First, you should explain more about your groups: how many groups do you have? What is your total sample size? Besides, what is your exact P value for KS test and ANOVA?

Second, KS compares distributions. The alternative for ANOVA is Kruskal-Wallis. The alternative for t-test is Mann-Whitney. So why you ran a KS in the first place? I first confused KS with KW! but later saw you have actually run something seemingly irrelevant. If your design needs an ANOVA, KS is not even a test of choice to be compared with ANOVA.

Third that, if ANOVA's assumptions are met, it is a better option than KW test(KS is not even a choice).

Fourth: You shouldn't run t-tests alongside ANOVA. Instead, you should run ANOVA's specific post hoc tests such as Tukey.

5: Visual assessment of standard deviations (looking for overlaps) is not something you can rely on too much, especially in an ANOVA setup and especially overlap of standard deviations, in a way that you invalidate test results only based on some visual overlap.

ANOVA and KS tests answer different questions. In your case, it seems that ANOVA is the correct one, if its assumptions are met. Otherwise, do a KW test instead.
Hi, Victor.

Wow, I just realized I'm a fool when it comes to statistics! First of all, thanks for your reply. Let me go through your questions.

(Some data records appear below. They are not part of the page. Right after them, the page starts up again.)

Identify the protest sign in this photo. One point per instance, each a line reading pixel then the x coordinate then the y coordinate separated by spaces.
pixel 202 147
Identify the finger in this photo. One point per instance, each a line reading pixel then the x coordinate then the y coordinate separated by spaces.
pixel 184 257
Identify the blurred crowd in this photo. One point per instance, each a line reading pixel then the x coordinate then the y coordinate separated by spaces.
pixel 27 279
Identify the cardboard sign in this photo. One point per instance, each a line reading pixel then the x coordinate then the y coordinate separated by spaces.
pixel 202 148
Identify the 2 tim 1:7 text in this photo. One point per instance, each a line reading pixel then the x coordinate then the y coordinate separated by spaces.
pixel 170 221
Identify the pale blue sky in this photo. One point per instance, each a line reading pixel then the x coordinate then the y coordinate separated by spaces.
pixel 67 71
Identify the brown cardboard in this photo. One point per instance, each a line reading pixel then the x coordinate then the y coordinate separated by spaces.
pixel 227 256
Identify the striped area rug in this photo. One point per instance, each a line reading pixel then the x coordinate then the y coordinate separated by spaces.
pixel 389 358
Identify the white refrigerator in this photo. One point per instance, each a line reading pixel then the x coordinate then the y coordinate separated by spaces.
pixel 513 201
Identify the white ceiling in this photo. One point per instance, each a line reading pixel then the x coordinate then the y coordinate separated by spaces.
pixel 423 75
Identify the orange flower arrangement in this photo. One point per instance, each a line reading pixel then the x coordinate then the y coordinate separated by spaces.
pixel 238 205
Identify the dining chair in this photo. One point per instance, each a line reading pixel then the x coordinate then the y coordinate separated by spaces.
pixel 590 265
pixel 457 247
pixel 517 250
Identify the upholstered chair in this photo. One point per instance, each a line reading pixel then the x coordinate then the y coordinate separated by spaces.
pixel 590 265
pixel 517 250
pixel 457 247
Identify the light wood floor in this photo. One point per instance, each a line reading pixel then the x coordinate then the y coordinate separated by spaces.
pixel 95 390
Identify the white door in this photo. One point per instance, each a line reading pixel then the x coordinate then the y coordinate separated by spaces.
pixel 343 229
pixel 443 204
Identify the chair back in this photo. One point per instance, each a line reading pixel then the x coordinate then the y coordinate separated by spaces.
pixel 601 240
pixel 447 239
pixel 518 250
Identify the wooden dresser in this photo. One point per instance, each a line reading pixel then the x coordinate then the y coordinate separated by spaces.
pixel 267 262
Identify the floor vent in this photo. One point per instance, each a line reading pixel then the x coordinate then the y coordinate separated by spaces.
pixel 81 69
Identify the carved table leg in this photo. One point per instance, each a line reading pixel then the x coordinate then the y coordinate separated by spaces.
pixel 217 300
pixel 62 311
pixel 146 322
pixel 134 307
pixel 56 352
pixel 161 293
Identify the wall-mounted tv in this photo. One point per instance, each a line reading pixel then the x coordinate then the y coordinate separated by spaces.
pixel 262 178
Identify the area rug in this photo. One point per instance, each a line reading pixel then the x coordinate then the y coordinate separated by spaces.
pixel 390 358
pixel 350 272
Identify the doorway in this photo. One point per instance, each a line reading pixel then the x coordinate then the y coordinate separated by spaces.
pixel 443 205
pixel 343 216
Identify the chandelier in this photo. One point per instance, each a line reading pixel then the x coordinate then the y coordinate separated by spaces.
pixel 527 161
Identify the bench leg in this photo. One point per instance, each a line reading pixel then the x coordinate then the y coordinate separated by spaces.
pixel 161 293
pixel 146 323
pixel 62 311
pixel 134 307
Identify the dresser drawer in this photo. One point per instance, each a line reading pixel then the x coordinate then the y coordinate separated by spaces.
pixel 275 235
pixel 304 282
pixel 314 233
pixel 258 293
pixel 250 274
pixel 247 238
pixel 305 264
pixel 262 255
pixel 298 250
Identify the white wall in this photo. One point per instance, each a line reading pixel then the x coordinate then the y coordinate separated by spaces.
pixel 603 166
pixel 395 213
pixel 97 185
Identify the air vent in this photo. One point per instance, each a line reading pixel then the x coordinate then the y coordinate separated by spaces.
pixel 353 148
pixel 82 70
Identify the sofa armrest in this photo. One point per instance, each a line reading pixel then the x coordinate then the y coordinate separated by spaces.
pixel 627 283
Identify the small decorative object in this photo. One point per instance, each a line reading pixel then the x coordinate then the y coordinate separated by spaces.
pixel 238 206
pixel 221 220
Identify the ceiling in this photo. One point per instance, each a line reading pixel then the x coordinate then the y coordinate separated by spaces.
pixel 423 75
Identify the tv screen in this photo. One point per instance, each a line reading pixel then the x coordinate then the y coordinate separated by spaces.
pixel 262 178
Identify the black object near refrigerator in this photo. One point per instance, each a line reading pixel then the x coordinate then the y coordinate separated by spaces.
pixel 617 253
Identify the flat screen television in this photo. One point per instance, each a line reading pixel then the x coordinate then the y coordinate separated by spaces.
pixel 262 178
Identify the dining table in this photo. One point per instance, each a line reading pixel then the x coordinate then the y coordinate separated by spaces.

1.- I have 7 groups with 9 measures each, making N=63, p=0.037 (Kolmogorov-S). Regarding ANOVA, p=0.000 assuming variances from two groups were equal. I just checked their variance and saw it was 8362,5 and 1709,028. Given these variances, is it feasible running ANOVA with post hoc test not assuming homoschedasticity or should I move to Kruskal-Wallis*? Is there kind of a rule/threshold to know when to consider your variances are "equal"? For example, I've read one shouldn't run ANOVA if SD of one sample is <2xSD of another one (at this time, I don't even know if this rule is true).
*When assuming equal variance, p=0.000; with Tamhane's post hoc test, p=0.155. Now I'd trust more the latter one, but still don't know if this p is something I can trust with such a difference in variance.

3.- I chose Kolmogorov since I read it can detect any kind of difference between groups and it has a good potency when compared to t-test for small samples. But I see that's when one want to check differences in distribution.

4.- I assume, for what you said, running multiple t-tests would introduce more error than running ANOVA with post hoc test. Which one would you recommend? Some mates tell me Tukey and some other Bonferroni.

Many thanks for your help.
1. Instead of rules and thresholds, you can use a test too. Levene's test can be used to test if SDs are different or not. I think it is already reported in ANOVA's tables, by SPSS. Check its P value out. If the SDs were not OK, KW test can still do it and it is a rather powerful test too.

1B. I see your KS and ANOVA are both "significant" (both P values < 0.05). So why you worried at all? I remember you told us in your first post that one test shows statistical significance while the other one showed the opposite. But seemingly both are significant. Am I missing something?

3. KS compares the distribution shapes. It can be potent but in detecting something not relevant to your case.

4. Both post hocs are common and good. If you want to compare all the groups with each other, Tukey is a little bit better in your case with lots of pairwise comparisons.